Most aggravating, however, is how this flavor of spineless, milquetoast centrism is put on a pedestal by the likes of holier-than-thou, armchair moderates like New York Times columnists David Brooks and Thomas Friedman. These self-appointed arbiters of the political center are in reality nothing more than shameless apologists for the Beltway cult of conventional wisdom. To them, the center is quite literally the midpoint between the extremes of both parties, a fallacy that is dangerously susceptible to false equivalences, totally neglects objective, historical standards of what constitutes the “mainstream” and worst of all, obsesses over symbolism rather than substance.
A classic example of such false equivalence and total divorce from objectivity and history was displayed by Friedman in an exceptionally vapid—even by his own standards—piece in which he wrote, “Do I feel that Republicans have tried to make President Obama fail from Day 1? Yes, I do. And their dabbling with another government shutdown now is pure madness. But the president is not blameless. He walked away from his own Simpson-Bowles deficit reduction commission, which still could be the foundation for a sane Grand Bargain.”
Friedman’s equating of President Obama’s decision not to symbolically embrace the specific provisions of the Simpson-Bowles deficit reduction plan with Republican threats to allow the United States to default and thus devastate the global economy—in spite of obvious indications of the president’s obsession with obtaining a Grand Bargain during negotiations with House Speaker John Boehner—is among the dumber things Friedman has written over the years. Friedman’s argument is built on the premise that both parties must be equally culpable for the failure to obtain a Grand Bargain, reality be damned, for only a partisan would ever suggest that one side was more unreasonable than the other.
Brooks, likewise, betrayed the shallowness of his thinking in a column responding to President Obama’s September jobs speech, writing, “The president is sounding like the Al Gore for President campaign, but without the earth tones. Tax increases for the rich! Protect entitlements! People versus the powerful! I was hoping the president would give a cynical nation something unconventional, but, as you know, I’m a sap.”
Brooks does not deny that there was nothing remotely radical or especially liberal about the substance of the speech or that there was nothing in it that candidate Obama of 2008—once the object of Brooks’ affection—did not support. All that was different was the president’s more defiant tone, which was inevitable and justified after three years of unrequited bipartisan overtures. And that alone sufficed for Brooks to title his piece “Obama Rejects Obamaism.”
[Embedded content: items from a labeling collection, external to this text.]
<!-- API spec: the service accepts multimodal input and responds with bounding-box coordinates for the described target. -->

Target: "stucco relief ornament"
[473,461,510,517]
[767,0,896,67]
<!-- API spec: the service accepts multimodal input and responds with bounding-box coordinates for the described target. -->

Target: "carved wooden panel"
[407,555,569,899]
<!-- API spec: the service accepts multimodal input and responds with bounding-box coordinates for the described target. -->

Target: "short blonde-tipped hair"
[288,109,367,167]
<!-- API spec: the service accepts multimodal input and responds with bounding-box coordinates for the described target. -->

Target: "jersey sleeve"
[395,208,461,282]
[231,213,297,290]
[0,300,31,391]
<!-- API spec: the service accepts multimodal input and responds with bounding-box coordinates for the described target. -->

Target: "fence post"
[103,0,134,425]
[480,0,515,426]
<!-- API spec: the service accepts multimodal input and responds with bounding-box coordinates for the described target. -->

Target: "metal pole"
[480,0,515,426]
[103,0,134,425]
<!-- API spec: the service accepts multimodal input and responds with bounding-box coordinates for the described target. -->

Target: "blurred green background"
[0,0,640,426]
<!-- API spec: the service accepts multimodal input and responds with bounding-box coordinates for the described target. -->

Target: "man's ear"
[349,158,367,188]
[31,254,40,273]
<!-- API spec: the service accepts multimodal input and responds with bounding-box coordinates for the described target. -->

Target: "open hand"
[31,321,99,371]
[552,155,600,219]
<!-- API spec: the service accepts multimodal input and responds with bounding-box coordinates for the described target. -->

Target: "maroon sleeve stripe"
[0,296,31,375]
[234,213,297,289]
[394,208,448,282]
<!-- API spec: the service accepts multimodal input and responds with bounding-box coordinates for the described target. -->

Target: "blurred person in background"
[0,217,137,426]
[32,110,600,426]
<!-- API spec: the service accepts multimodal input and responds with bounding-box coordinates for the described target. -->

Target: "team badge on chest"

Brooks’ semi-sarcastic admission of sappiness should not, in fact, be sarcastic. He is a sap, and his feel-good, faux centrism bears no resemblance to true centrism. Centrism should not feel good at all but should instead come at great political cost, entail great political risk, and demand great political courage. This is the kind of governing-focused centrism practiced by the members of the Simpson-Bowles Commission and, yes, President Obama. There is nothing brave about a centrism that focuses on optics and self-interest. In fact, recent history shows that this style of false moderation only empowers radicalism; if it weren’t for the likes of Tester, Nelson, Brooks, and Friedman, it wouldn’t be so easy for Republicans to nudge that cherished center ever rightward and make it ever harder for real centrists to get credit for their political sacrifice.
Dhruv K. Singhal ’12, a former associate editorial chair, is an English concentrator in Currier House.